People and Appointments
11/14. House Democrats elected Rep. Nancy Pelosi (D-CA) minority leader. Rep. Steny Hoyer (D-MD) was elected minority whip. Rep. Robert Menendez (D-NJ) was elected Chairman of the Democratic Caucus. Rep. James Clyburn (D-SC) was elected Vice Chairman of the Democratic Caucus.

Senate Democrats re-elected Sen. Tom Daschle (D-SD) Senate Majority Leader, soon to be Minority Leader. Sen. Harry Reid (D-NV) was elected Assistant Democratic Leader (Whip). Sen. Barbara Mikulski (D-MD) was elected Conference Secretary.

Senate Republicans re-elected Sen. Trent Lott (R-MS) Senate minority leader, soon to be majority leader. Sen. Mitch McConnell (R-KY) was elected Assistant Republican Leader (Whip). Sen. Rick Santorum (R-PA) was elected Republican Conference Chairman. Sen. Kay Hutchison (R-TX) was elected Republican Conference Vice Chairman. Sen. Jon Kyl (R-AZ) was elected Policy Committee Chairman. Sen. George Allen (R-VA) was elected Senatorial Campaign Committee Chairman.

House Republicans elected Rep. Denny Hastert (R-IL) (at right) to be Speaker of the House. Rep. Tom DeLay (R-TX) was elected Majority Leader, to replace the retiring Rep. Dick Armey (R-TX). Rep. Roy Blunt (R-MO) was elected Assistant Republican Leader (Whip). Rep. Deborah Pryce (D-OH) was elected Conference Chairman. Rep. Jack Kingston (R-GA) was elected Conference Vice Chairman. Rep. John Doolittle (R-CA) was elected Conference Secretary. Rep. Chris Cox (R-CA) was elected Policy Chairman. Rep. Thomas Reynolds (R-NY) was elected National Republican Congressional Committee Chairman.

11/15. Michael Capellas was named Chairman and CEO of WorldCom. He was previously Ch/CEO of Compaq Computer, and then briefly President of Hewlett Packard after it merged with Compaq. See, WorldCom release.

11/14. Rich Baer was named General Counsel and EVP in charge of Qwest Communications' legal affairs department.
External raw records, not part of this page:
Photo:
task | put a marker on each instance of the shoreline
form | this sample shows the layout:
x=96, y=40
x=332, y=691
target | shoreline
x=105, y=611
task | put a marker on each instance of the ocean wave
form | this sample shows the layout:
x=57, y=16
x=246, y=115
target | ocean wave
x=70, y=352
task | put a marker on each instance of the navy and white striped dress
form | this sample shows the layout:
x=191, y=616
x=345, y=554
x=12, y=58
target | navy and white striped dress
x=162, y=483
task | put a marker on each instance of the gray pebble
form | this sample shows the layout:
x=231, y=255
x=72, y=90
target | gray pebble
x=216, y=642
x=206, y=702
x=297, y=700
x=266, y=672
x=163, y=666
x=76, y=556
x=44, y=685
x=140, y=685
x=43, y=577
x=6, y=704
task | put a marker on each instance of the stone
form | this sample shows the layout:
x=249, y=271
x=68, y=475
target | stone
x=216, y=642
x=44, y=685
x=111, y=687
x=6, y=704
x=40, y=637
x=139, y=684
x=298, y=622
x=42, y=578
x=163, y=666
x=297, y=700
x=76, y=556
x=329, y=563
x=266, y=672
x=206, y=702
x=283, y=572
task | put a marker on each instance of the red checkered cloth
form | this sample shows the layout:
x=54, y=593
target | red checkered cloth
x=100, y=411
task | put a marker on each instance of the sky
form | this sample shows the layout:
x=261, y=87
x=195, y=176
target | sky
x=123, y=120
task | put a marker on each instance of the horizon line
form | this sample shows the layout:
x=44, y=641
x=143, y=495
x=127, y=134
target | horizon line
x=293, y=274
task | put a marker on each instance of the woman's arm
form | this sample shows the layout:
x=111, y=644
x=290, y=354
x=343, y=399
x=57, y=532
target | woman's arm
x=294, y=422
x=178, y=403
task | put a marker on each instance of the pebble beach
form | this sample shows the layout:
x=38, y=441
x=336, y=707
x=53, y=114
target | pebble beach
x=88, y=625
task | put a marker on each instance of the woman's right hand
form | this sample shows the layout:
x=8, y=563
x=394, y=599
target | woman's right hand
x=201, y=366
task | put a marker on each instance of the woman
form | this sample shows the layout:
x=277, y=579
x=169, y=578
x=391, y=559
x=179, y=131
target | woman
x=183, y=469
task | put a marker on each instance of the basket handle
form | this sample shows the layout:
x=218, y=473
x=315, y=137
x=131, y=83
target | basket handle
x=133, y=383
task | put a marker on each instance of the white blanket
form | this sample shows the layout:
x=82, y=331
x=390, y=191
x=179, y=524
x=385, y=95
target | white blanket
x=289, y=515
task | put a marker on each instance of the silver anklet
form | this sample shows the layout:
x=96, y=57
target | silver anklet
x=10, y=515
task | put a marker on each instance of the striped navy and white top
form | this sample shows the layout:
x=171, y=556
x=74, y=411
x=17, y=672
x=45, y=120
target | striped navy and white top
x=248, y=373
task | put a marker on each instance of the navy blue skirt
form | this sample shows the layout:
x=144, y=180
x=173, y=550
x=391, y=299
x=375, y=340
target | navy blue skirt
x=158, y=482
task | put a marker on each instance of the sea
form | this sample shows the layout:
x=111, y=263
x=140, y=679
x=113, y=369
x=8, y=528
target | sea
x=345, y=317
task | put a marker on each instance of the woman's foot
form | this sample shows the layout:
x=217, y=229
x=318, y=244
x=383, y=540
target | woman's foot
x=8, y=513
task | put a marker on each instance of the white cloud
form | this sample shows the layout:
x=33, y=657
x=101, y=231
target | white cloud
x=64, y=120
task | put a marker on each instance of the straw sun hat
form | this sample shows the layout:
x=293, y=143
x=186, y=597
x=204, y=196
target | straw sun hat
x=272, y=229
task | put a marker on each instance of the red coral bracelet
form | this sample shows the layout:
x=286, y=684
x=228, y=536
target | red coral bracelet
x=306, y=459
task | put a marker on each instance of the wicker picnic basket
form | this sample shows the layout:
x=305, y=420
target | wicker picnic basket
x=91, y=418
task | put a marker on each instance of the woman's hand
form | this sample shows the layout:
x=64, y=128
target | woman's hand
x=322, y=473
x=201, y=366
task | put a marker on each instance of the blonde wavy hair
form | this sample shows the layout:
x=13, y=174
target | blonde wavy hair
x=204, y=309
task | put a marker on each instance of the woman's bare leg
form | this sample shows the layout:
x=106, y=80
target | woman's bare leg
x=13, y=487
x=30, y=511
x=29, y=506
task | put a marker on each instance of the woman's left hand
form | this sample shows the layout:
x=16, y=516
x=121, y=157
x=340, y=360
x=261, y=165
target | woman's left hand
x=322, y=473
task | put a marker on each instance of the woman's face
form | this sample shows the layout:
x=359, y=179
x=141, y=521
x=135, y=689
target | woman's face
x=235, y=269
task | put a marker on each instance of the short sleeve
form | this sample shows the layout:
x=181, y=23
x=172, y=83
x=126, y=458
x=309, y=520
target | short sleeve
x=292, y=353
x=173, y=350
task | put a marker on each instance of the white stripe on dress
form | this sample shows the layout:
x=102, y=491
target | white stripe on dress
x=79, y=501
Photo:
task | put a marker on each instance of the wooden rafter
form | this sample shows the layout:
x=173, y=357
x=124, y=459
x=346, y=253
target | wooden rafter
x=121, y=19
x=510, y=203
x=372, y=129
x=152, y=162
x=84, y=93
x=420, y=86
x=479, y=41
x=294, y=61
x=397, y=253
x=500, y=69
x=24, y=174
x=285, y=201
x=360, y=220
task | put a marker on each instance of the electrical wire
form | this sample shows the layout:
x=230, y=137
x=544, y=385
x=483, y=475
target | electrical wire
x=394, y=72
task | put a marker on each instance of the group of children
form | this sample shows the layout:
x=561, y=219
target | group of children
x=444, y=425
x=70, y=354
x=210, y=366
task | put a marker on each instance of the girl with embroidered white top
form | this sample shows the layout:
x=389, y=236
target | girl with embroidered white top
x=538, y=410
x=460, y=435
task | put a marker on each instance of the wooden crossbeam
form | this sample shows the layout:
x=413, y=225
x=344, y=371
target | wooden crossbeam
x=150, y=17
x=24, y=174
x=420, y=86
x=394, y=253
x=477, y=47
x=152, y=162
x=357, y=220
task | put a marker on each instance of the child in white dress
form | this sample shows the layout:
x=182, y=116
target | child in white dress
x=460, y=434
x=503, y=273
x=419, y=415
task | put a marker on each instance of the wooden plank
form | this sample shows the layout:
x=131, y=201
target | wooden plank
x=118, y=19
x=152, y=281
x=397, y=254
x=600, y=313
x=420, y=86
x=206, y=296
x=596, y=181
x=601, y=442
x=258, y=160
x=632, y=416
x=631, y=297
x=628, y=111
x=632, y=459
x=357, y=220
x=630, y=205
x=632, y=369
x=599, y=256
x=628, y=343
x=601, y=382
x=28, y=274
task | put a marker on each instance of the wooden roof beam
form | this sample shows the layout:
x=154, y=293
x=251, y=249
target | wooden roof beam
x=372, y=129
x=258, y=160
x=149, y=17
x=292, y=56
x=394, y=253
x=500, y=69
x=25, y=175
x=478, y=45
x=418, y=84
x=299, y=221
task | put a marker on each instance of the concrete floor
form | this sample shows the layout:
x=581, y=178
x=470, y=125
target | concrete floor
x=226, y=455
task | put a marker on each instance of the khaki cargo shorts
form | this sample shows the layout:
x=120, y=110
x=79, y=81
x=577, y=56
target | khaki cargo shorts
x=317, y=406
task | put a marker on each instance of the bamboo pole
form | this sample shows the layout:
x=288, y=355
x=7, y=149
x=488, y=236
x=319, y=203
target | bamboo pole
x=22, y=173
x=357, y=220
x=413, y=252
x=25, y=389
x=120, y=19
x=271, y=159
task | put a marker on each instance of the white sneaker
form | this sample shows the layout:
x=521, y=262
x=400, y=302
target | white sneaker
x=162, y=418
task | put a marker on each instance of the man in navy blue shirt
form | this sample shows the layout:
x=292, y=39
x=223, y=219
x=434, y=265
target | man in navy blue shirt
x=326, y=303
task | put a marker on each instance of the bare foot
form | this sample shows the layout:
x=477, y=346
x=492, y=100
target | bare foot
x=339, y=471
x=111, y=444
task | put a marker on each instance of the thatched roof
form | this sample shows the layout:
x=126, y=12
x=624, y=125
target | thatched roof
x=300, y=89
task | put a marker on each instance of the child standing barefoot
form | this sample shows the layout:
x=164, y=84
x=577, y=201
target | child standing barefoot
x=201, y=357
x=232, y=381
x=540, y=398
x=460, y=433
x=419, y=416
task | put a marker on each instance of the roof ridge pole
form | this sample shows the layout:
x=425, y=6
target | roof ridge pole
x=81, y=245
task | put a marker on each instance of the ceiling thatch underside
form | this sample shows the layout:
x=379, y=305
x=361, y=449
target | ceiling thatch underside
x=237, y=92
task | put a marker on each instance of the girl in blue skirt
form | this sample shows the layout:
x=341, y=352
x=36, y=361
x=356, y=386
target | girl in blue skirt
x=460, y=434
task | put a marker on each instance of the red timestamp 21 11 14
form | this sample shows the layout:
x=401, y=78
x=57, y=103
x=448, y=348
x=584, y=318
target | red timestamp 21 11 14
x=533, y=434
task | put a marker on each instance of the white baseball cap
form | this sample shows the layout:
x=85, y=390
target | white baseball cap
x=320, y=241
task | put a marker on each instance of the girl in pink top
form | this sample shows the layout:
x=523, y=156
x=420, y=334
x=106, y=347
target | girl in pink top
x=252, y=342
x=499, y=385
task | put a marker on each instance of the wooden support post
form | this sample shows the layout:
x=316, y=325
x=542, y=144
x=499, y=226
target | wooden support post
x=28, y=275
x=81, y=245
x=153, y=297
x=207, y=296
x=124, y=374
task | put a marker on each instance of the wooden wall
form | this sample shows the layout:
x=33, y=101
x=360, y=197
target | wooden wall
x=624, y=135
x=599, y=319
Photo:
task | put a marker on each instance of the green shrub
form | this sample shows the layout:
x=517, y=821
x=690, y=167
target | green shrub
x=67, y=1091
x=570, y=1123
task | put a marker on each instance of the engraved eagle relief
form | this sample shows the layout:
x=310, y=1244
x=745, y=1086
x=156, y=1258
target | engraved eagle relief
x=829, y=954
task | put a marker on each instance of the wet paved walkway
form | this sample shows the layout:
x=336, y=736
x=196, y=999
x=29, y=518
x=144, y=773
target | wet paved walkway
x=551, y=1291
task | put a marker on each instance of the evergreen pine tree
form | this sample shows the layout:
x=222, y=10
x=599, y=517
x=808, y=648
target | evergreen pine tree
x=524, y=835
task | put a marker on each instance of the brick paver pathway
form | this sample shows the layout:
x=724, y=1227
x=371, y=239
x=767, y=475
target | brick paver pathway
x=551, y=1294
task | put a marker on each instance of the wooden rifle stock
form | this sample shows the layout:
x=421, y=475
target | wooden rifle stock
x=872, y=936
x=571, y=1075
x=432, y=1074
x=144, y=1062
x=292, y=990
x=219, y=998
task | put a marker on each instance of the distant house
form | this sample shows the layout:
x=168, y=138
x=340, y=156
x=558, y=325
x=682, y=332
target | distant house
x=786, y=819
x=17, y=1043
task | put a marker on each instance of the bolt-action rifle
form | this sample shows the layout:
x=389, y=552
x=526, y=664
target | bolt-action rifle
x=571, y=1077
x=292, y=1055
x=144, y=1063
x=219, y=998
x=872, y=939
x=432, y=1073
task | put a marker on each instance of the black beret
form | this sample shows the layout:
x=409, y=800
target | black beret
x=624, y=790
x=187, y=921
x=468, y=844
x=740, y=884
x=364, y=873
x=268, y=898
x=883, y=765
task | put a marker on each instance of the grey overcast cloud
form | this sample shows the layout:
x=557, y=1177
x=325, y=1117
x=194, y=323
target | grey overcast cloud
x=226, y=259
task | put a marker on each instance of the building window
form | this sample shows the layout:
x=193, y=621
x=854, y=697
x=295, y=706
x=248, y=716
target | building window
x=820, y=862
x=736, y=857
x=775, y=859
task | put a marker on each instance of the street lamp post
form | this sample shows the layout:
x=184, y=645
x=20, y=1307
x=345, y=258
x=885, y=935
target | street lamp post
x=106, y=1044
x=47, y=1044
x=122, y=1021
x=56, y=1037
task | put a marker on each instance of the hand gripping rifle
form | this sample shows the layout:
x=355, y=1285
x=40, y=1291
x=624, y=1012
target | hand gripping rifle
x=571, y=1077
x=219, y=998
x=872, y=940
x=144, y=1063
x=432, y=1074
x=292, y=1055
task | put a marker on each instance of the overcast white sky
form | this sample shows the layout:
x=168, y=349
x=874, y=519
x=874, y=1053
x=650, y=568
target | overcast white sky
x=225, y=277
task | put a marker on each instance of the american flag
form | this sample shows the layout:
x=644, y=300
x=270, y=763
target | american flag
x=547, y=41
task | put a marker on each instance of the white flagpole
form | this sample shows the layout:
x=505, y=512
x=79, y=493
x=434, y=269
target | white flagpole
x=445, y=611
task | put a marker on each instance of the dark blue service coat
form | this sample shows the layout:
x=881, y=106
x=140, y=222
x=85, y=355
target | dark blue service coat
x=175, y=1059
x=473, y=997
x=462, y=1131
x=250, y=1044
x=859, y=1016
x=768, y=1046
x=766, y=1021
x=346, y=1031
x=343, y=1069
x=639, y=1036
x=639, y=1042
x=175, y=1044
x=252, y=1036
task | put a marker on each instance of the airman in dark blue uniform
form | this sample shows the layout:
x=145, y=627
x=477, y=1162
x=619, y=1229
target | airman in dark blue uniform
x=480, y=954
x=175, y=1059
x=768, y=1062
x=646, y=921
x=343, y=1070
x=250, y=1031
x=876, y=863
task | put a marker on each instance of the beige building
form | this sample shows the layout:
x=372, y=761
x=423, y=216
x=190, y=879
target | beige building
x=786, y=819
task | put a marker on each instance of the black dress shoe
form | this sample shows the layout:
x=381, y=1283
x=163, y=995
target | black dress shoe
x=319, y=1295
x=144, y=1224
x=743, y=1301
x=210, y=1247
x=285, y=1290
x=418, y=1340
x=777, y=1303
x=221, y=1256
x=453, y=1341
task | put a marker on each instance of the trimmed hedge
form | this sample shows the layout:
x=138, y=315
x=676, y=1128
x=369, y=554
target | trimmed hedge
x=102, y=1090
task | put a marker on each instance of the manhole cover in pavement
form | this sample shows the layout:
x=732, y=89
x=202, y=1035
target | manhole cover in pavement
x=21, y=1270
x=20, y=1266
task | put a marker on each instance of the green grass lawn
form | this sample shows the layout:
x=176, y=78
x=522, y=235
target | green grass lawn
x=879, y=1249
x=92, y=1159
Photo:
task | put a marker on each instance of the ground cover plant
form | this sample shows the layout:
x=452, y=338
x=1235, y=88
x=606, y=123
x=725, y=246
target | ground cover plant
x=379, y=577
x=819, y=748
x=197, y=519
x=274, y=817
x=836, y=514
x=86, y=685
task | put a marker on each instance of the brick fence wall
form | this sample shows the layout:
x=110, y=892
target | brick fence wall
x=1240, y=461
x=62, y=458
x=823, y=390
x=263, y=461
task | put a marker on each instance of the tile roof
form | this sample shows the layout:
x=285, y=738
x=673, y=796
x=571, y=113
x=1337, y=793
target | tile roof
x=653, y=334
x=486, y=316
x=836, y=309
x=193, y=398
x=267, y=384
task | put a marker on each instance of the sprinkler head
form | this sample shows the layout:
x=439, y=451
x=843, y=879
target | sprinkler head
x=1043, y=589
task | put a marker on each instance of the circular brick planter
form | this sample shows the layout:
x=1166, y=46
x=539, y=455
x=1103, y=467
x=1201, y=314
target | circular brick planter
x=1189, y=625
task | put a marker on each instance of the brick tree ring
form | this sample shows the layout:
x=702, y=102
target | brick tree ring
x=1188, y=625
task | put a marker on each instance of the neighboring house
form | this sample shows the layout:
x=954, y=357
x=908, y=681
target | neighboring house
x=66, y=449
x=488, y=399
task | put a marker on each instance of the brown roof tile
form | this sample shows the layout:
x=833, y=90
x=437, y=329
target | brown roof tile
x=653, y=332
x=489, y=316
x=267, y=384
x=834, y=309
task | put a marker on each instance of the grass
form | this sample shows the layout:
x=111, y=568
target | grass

See, Qwest release.

11/14. President Bush nominated Daniel Pearson to be a Member of the U.S. International Trade Commission (USITC) for the term expiring June 16, 2011. See, White House release.

11/13. The Senate confirmed Carol Chien-Hua Lam to be U.S. Attorney for the Southern District of California for the term of four years.

More News
11/14. The Federal Election Commission (FEC) fined the Kirkland & Ellis PAC $3,350 for a late filing of a mid year 2001 report. See FEC release.

11/15. Former IBM CEO Lou Gerstner's book titled Who Says Elephants Can't Dance? Inside IBM's Historic Turnaround has climbed to No. 2 on Amazon's sales ranking.